On a reddit Q&A session hosted by advocacy group Fight for the Future, NSA whistleblower Edward Snowden wrote of the CISA "It's not going to stop any attacks. It's not going to make us any safer. It's a surveillance bill. What it allows is for the companies you interact with every day -- visibly, like Facebook, or invisibly, like AT&T -- to indiscriminately share private records about your interactions and activities with the government."
3. It has bi-partisan support
Tuesday, the bill, sponsored by Sen. Richard Burr (R-NC), with the amendment added by Sen. Susan Collins (R-ME), passed 74-21. The nays were a mix of 14 Democrats, six Republicans and one independent.
"We are at September 10th levels in terms of cyber preparedness," said Sen. Collins. "In light of this continuing state of cyber insecurity, the passage of this bipartisan legislation is a good first step in our effort to bolster our nation’s cyber defenses."
4. Amended CISA may create new regulation
The new provisions introduced by Sen. Collins require the Secretary of Homeland Security to develop a strategy to mitigate risk of catastrophic attacks to critical infrastructure -- "catastrophic" meaning a single attack that would result in 2,500 deaths, or $50 billion in economic damage, or severe degradation of national security. The amendment also requires DHS to conduct assessments of critical infrastructure at greatest risk of catastrophic attack.
The American Bankers Association applauded the passage of CISA, but expressed concerns about the new amendment, stating "allowing DHS to create cybersecurity standards for critical infrastructure that would have the practical impact of regulation is unnecessary and harmful."
5. It might injure trade and information-sharing across borders
The National Retail Federation, the Retail Industry Leaders Association, and the U.S. Chamber of Commerce all support CISA. Yet could enhanced sharing of information between private businesses and the U.S. government cause entities in other countries to avoid doing business with -- or sharing threat intelligence with -- American businesses?
According to Yorgen Edholm, CEO of Accellion -- a private cloud services provider that, coincidentally, counts the U.S. Senate among its customers -- "Passage of the Cybersecurity Information Sharing Act isn’t just troubling from a privacy perspective, it’s troubling from an economic perspective as well. CISA is just the latest in a long list of legislations that are stifling trans-Atlantic information sharing, including the recent invalidation of Safe Harbor agreements. If lawmakers continue to discourage international organizations from doing business with US firms, while also intruding on the privacy rights of citizens, they run the risk of jeopardizing the health of the technology sector.”

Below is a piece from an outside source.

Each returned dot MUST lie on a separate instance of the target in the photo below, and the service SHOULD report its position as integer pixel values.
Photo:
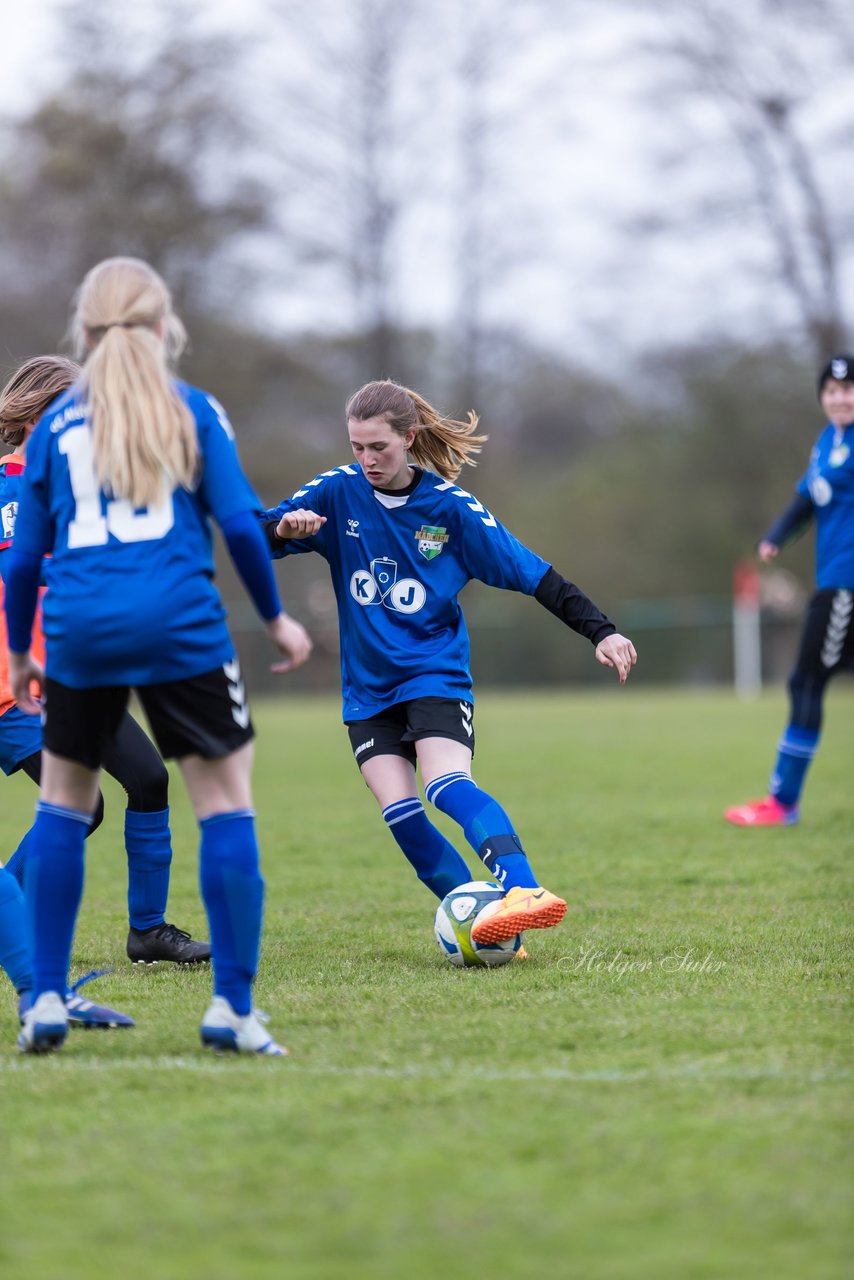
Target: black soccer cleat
(165, 942)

Regardless of whether CISA is signed into law, Carl Herberger, a former U.S. Air Force officer at the Pentago and current vice-president of Security Solutions at Radware says that the country needs a privacy law -- not just to protect citizens' privacy, but to protect the economy.

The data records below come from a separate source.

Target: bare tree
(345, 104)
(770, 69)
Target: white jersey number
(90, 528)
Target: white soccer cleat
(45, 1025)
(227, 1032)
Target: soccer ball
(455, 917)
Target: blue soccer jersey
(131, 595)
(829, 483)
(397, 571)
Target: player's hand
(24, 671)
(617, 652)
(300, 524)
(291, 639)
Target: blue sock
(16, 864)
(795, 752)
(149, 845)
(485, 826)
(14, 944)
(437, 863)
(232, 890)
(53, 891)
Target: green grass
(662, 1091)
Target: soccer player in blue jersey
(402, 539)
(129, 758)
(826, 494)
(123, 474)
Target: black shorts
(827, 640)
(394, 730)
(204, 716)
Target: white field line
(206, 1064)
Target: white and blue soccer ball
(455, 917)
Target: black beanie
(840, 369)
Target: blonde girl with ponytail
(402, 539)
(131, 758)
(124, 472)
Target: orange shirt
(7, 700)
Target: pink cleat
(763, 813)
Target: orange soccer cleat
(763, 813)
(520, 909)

"Without a law governing the human aspect of privacy, people will continue to steal, borrow and monetize this valuable asset until it no longer holds meaning," says Herberger. "Delay of national privacy legislation is directly related to financial loss and national economic competitiveness. Financial institutions will be the great bearers of these costs as consumers demand to have their institutions restitute their damages."